To calculate the number of moles, we use the equation:

$\text{Number of moles}=\frac{\text{Given mass}}{\text{Molar mass}}$

Given mass of lithium chlorate = 1.115 g

Molar mass of lithium chlorate = 90.39 g/mol

Putting values in above equation, we get:

$\text{Moles of lithium chlorate}=\frac{1.115g}{90.39g/mol}=0.0123mol$

At STP:

1 mole of a gas occupies 22.4 L of volume.

So, 0.0123 moles of lithium chlorate will occupy $22.4\times 0.0123=0.27552L$ of volume.

The chemical reaction for the decomposition of lithium chlorate follows the equation:

$2LiClO_3\rightarrow 2LiCl+3O_2$

By Stoichiometry of the reaction:

$(2\times 22.4L)$ of lithium chlorate produces $(3\times 22.4L)$ of oxygen gas.

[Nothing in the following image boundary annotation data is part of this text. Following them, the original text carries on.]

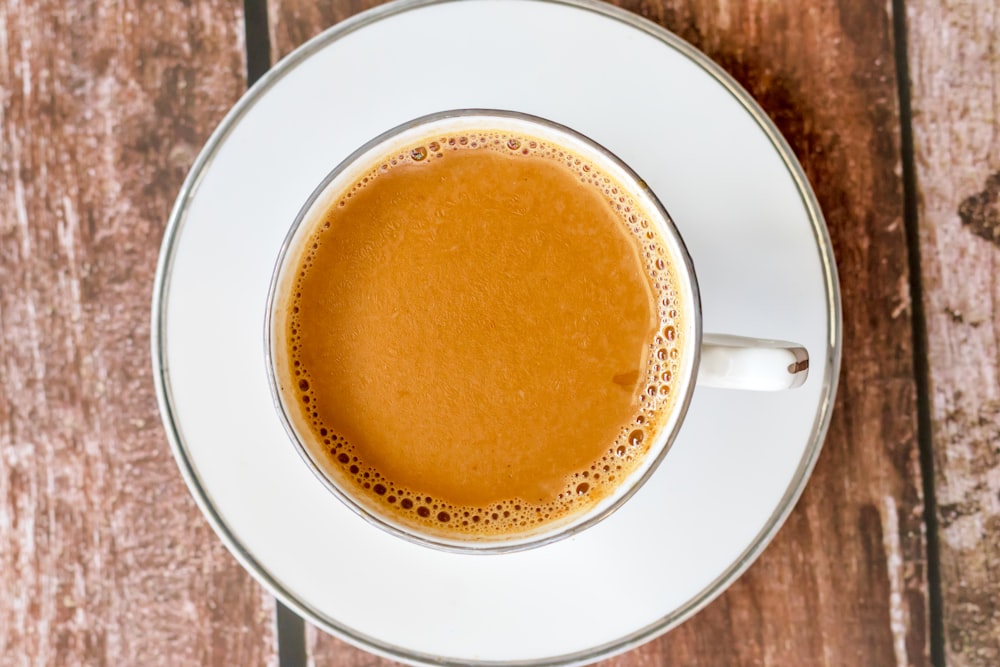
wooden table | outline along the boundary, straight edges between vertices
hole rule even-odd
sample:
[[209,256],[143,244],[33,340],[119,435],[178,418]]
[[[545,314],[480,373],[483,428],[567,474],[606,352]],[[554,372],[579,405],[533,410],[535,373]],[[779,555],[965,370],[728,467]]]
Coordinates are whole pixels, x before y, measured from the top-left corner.
[[[225,551],[149,359],[161,235],[202,143],[248,80],[373,4],[0,3],[0,664],[390,664],[303,640]],[[1000,664],[1000,6],[620,4],[784,132],[830,227],[845,351],[774,543],[605,664]]]

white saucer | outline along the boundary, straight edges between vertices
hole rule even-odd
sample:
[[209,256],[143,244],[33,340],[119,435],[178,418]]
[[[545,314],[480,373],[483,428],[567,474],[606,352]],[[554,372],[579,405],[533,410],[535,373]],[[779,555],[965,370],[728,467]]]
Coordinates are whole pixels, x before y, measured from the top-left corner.
[[[271,269],[299,206],[371,137],[433,111],[573,127],[659,195],[698,271],[706,331],[803,343],[805,386],[695,392],[624,508],[569,540],[440,553],[367,525],[288,441],[268,393]],[[689,617],[757,557],[816,460],[840,360],[830,243],[764,113],[677,37],[590,2],[402,2],[297,50],[240,101],[170,219],[153,303],[160,408],[216,532],[316,625],[412,662],[583,663]]]

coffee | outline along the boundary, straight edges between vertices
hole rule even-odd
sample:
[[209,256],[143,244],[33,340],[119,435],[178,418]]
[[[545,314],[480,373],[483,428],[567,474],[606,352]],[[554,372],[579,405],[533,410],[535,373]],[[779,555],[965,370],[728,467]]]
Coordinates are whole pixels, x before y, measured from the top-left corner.
[[671,414],[684,313],[643,210],[528,134],[439,131],[304,223],[276,382],[312,459],[370,512],[454,539],[566,522]]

So, 0.27552 L of lithium chlorate will produce = $\frac{(3\times 22.4)L}{(2\times 22.4)L}\times 0.27552=0.41328L$ of oxygen gas.

Converting the calculated volume into mililiters, we use the conversion factor:

1 L = 1000 mL

So, 0.41328 L = 0.41328 × 1000 = 413.28 mL

Hence, the volume of oxygen gas released at STP will be 413.28 mL.